Bijbel studie Daniël 9 van 23
28/04/2022

Bijbel studie Daniël 9 van 23

Voorganger:
Passage: Daniël 5:1-15

1 DE koning Bélsazar maakte een groten maaltijd voor zijn duizend geweldigen, en hij dronk wijn voor die duizend.
2 Als Bélsazar den wijn geproefd had, zeide hij dat men de gouden en zilveren vaten voorbrengen zou, die zijn vader Nebukadnézar uit den tempel die te Jeruzalem geweest was, weggevoerd had; opdat de koning en zijn geweldigen, zijn vrouwen en zijn bijwijven uit dezelve dronken.
3 Toen bracht men voor de gouden vaten die men uit den tempel van het huis Gods, die te Jeruzalem geweest was, weggevoerd had; en de koning en zijn geweldigen, zijn vrouwen en zijn bijwijven dronken daaruit.
4 Zij dronken den wijn, en prezen de gouden en de zilveren, de koperen, de ijzeren, de houten en de stenen goden.
5 Te zelver ure kwamen er vingers van eens mensen hand voort, die schreven tegenover den kandelaar, op den kalk van den wand van het koninklijk paleis; en de koning zag het deel der hand die daar schreef.
6 Toen veranderde zich de glans des konings, en zijn gedachten verschrikten hem, en de banden zijner lendenen werden los, en zijn knieën stieten tegen elkander aan;
7 Zodat de koning met kracht riep dat men de sterrenkijkers, de Chaldeeën en de waarzeggers inbrengen zou; en de koning antwoordde en zeide tot de wijzen van Babel: Alle man die dit schrift lezen en deszelfs uitlegging mij te kennen zal geven, die zal met purper gekleed worden, met een gouden keten om zijn hals, en hij zal de derde heerser in dit koninkrijk zijn.
8 Toen kwamen al de wijzen des konings in, maar zij konden dit schrift niet lezen, noch den koning deszelfs uitlegging bekendmaken.
9 Toen verschrikte de koning Bélsazar zeer, en zijn glans werd aan hem veranderd, en zijn geweldigen werden verbaasd.
10 Om deze woorden des konings en zijner geweldigen ging de koningin in het huis des maaltijds.
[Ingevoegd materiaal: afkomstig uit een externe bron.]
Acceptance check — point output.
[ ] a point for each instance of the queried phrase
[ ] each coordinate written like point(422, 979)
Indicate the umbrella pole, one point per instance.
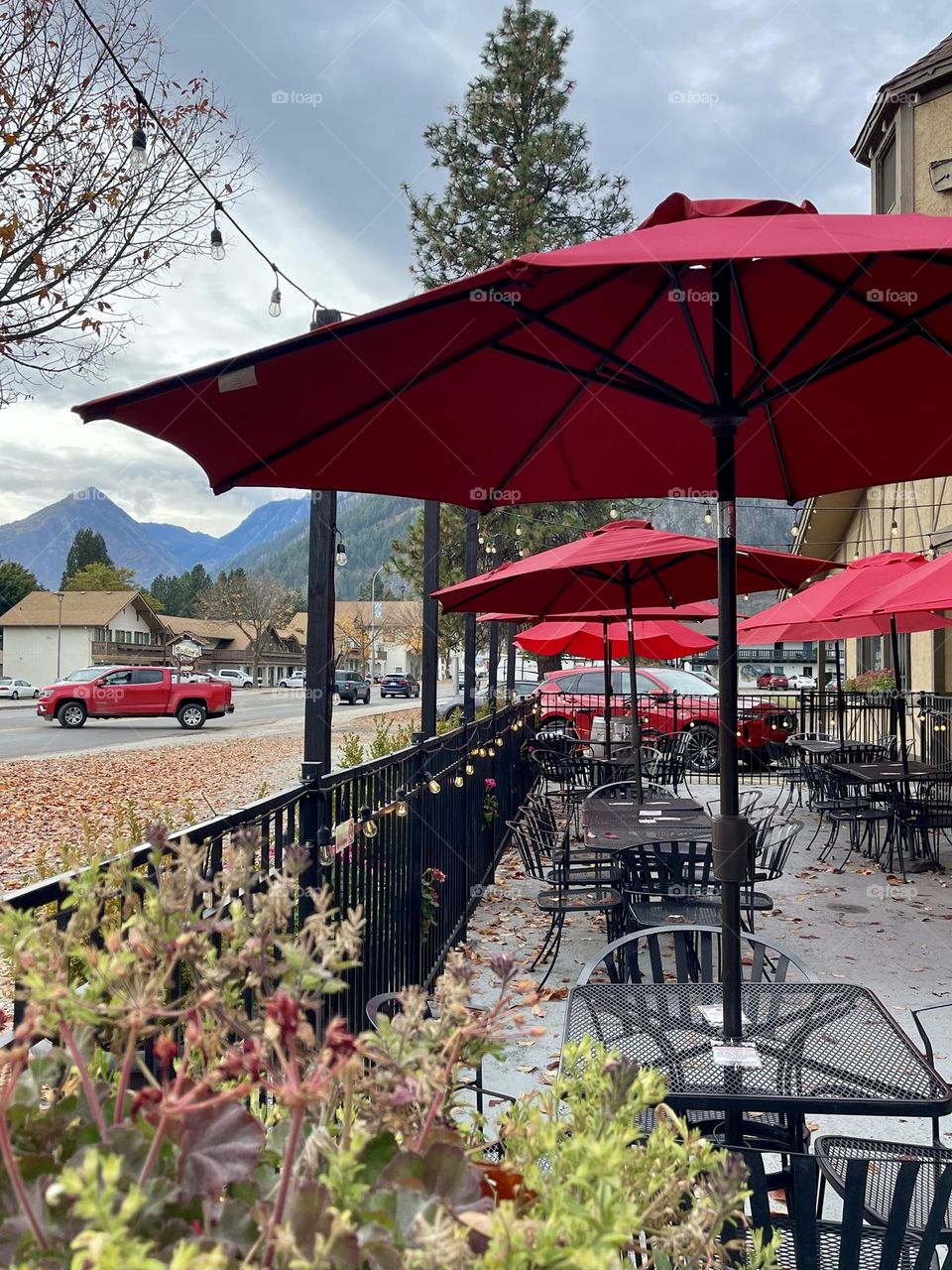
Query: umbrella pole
point(635, 724)
point(841, 702)
point(606, 653)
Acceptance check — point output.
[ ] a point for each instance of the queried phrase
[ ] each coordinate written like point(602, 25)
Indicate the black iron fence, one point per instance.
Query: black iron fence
point(413, 838)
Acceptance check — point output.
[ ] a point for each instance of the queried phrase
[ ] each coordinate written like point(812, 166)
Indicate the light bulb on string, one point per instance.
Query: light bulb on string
point(137, 150)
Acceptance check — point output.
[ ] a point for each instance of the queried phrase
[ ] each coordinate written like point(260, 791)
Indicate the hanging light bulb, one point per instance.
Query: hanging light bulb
point(137, 150)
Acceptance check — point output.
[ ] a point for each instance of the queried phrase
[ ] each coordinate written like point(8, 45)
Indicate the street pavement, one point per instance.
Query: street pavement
point(258, 711)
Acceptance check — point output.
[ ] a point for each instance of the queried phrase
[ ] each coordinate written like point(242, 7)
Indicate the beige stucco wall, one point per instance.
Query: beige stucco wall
point(932, 140)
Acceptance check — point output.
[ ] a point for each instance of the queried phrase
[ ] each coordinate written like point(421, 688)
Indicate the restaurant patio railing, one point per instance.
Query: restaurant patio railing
point(413, 838)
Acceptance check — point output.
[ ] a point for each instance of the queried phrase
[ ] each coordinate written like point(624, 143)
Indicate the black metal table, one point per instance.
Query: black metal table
point(615, 826)
point(821, 1047)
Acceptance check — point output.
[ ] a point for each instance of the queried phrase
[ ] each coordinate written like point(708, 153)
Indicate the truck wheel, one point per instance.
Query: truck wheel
point(71, 714)
point(191, 715)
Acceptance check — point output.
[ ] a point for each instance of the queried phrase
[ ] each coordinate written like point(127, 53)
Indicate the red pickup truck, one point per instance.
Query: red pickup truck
point(134, 693)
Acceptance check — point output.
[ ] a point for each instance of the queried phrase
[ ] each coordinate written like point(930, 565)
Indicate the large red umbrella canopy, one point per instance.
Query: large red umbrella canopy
point(927, 592)
point(620, 563)
point(584, 372)
point(844, 604)
point(655, 640)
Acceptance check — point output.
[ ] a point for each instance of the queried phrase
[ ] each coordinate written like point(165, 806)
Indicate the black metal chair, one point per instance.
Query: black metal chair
point(881, 1184)
point(692, 953)
point(558, 896)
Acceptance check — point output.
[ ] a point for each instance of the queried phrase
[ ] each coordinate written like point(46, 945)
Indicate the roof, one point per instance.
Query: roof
point(207, 630)
point(930, 70)
point(79, 608)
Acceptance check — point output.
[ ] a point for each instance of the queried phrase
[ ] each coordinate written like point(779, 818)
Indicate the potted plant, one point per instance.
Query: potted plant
point(151, 1119)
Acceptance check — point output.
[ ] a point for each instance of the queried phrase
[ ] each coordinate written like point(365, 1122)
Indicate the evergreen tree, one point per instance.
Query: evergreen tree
point(518, 180)
point(16, 583)
point(518, 176)
point(87, 548)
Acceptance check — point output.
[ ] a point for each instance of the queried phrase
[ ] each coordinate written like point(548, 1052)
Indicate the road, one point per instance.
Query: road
point(258, 711)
De koningin sprak en zeide: O koning, leef in eeuwigheid; laat u uw gedachten niet verschrikken en uw glans niet veranderd worden.
11 Er is een man in uw koninkrijk, in wien de geest der heilige goden is; want in de dagen uws vaders is bij hem gevonden licht en verstand en wijsheid, gelijk de wijsheid der goden is; daarom stelde hem de koning Nebukadnézar, uw vader, tot een overste der tovenaars, der sterrenkijkers, der Chaldeeën en der waarzeggers; uw vader, o koning;
12 Omdat een voortreffelijke geest en wetenschap en verstand van een die dromen uitlegt, en der aanwijzing van raadselen, en van een die knopen ontbindt, gevonden werd in hem, in Daniël, dien de koning den naam Béltsazar gaf. Laat nu Daniël geroepen worden; die zal de uitlegging te kennen geven.
13 Toen werd Daniël voor den koning ingebracht. De koning antwoordde en zeide tot Daniël: Zijt gij die Daniël, een uit de gevankelijk weggevoerden van Juda, die de koning, mijn vader, uit Juda gebracht heeft?
14 Ik heb toch van u gehoord dat de geest der goden in u is, en dat er licht en verstand en voortreffelijke wijsheid in u gevonden wordt.
15 Nu, zo zijn voor mij ingebracht de wijzen en de sterrenkijkers, om dit schrift te lezen en deszelfs uitlegging mij bekend te maken; maar zij kunnen de uitlegging dezer woorden niet te kennen geven.